Contesting a will is not easy. The process can be long, time-consuming, and costly, and in the worst-case scenario, results in enmity between families. You must confirm that the process is absolutely necessary; before you start anything. Also, ensure that you use the right procedure in order to succeed.
In this article, you will learn more about contesting a will and the best way to go about it.
- Get Copies of All the Relevant Documents
As soon as you feel that everything is not right, you need to scan or photocopy the Important documents and keep the copies with you. One of those documents is a Will. The executor does not have any legal obligation to disclose the Will so, expect some level of resistance. You can use the protocols put in place to persuade them to share the documentation, but if that does not work, it’s time for you to find a solicitor.

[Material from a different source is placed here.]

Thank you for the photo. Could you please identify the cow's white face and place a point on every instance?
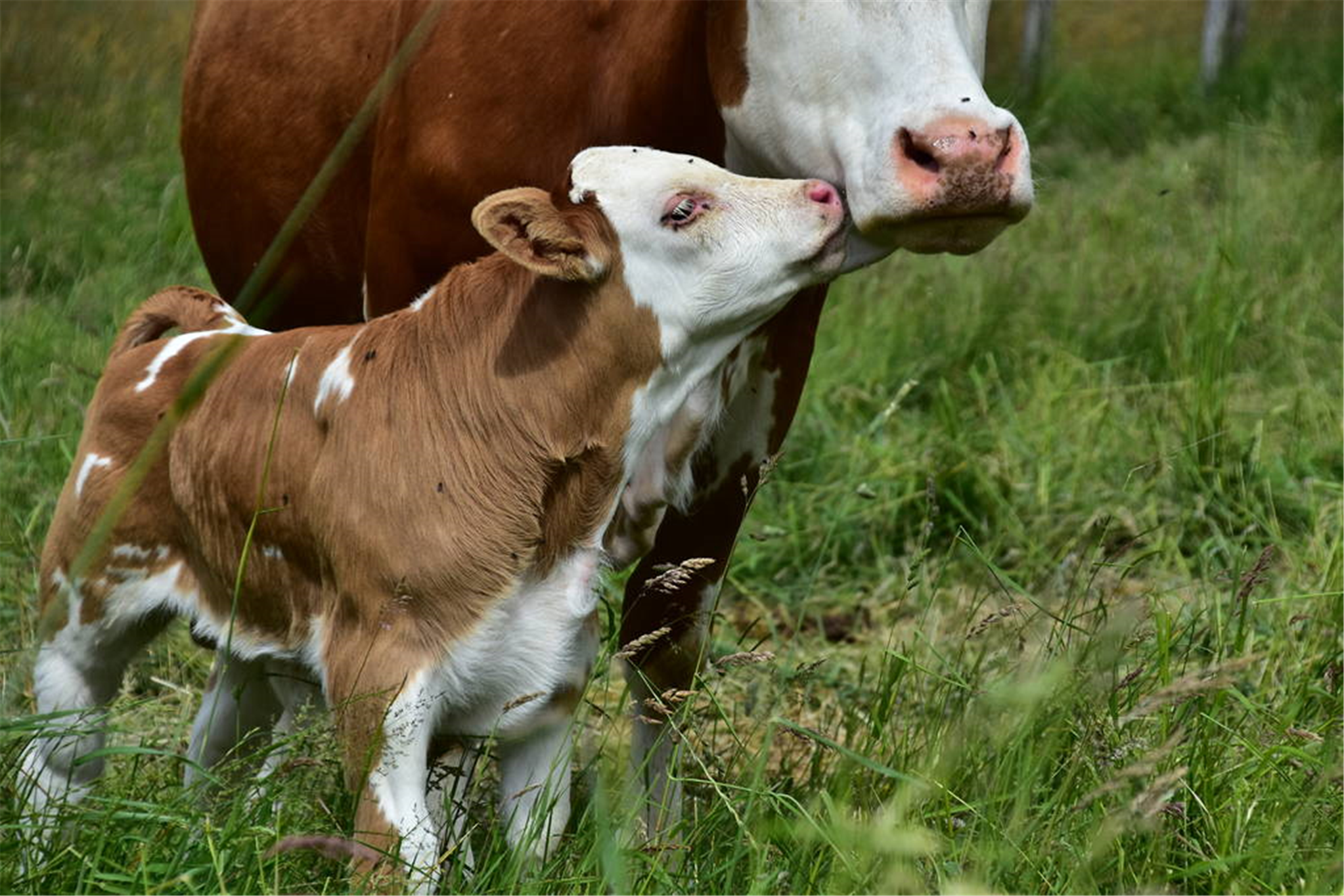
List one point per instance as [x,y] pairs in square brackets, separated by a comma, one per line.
[884,99]
[710,252]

- Confirm that You Qualify to Contest the Will
In matters contesting Will, not everyone qualifies. Generally, family members Ie. children, spouses, or anyone else related to the Testator can contest a Will. But there is another set of people who also qualify. Below is a complete breakdown of all the people who can challenge a will;
- Family members- blood relatives and spouse
- Anyone entitled to the inheritance as per the Will but is not included
- Anyone who was entitled to gain inheritance under in a previous Will
- Creditors- anyone owed money by the deceased
- Anyone whom the deceased had promised inheritance, verbally or in written form, but is not part of the Will
- Establish Your Grounds
Once you confirm that you qualify to challenge the Will, now you need to establish the legal basis of your argument. Below are the grounds to contest a Will, to give you a general idea:
I. Inheritance (Family and Dependants Provision) Act 1972
If you were a dependent of the deceased (for accommodation or financial support), you have a right to inherit from the deceased. The inheritance Act will help you claim your fair share: in case you did not receive anything or feel like your share is not reasonable.
Ii. If the Will is Invalid
A will is valid if;
- Signed by the deceased (person who writes the Will) or the person they appoint to sign on their behalf in their presence in case he/she is unable to
- It was the intention of the Testator that the Will be valid at the time of the signing.
- The Testator signed it in front of two witnesses who must sign the Will too.
Iii. Mental Incapacity
The Testators must be mentally sound at the time of signing the Will. He/she must be able to understand their property worth as well as the ramification of their decisions at the time of signing. Any disorder or illnesses or anything else that can influence or inhibit their view at the time of signing is grounds to contest the Will.
A forged will is not valid. That is if; someone falsifies the signature of the deceased or uses trickery to influence them to add or exclude someone in the Will.
V. If the Deceased did not Know or Approve what they were Signing
The will is not valid if the Testator had no knowledge of its content when they were signing. If you have proof that the Testator was not aware of what they were signing, you have grounds to contest.
If you can prove that the Testator was forced in any way to sign the Will, you have a right to contest it.
- Be Aware of the Time Limits
The time limits to take action varies depending on the nature of your case.
- Inheritance Act and Rectification claims: six months from when the grant is issued
- Inheritor contending the Will: 12 years from Testator’s death
- Making a claim against the executor for misappropriation of assets: No time limit
It is always advisable to make your claim as soon as possible.
Here you can choose between negotiation and litigation. Always start by negotiating because it is faster and cheaper. Unfortunately, it doesn’t work most of the time. If you proceed to litigation, find yourself a competent solicitor to take you through the whole process.
While it is not easy, it is still possible to successfully challenge a will. But only if you follow these steps and rely on the best legal advice. Always; remember that time is of the essence so, don’t waste your time if you have a valid claim.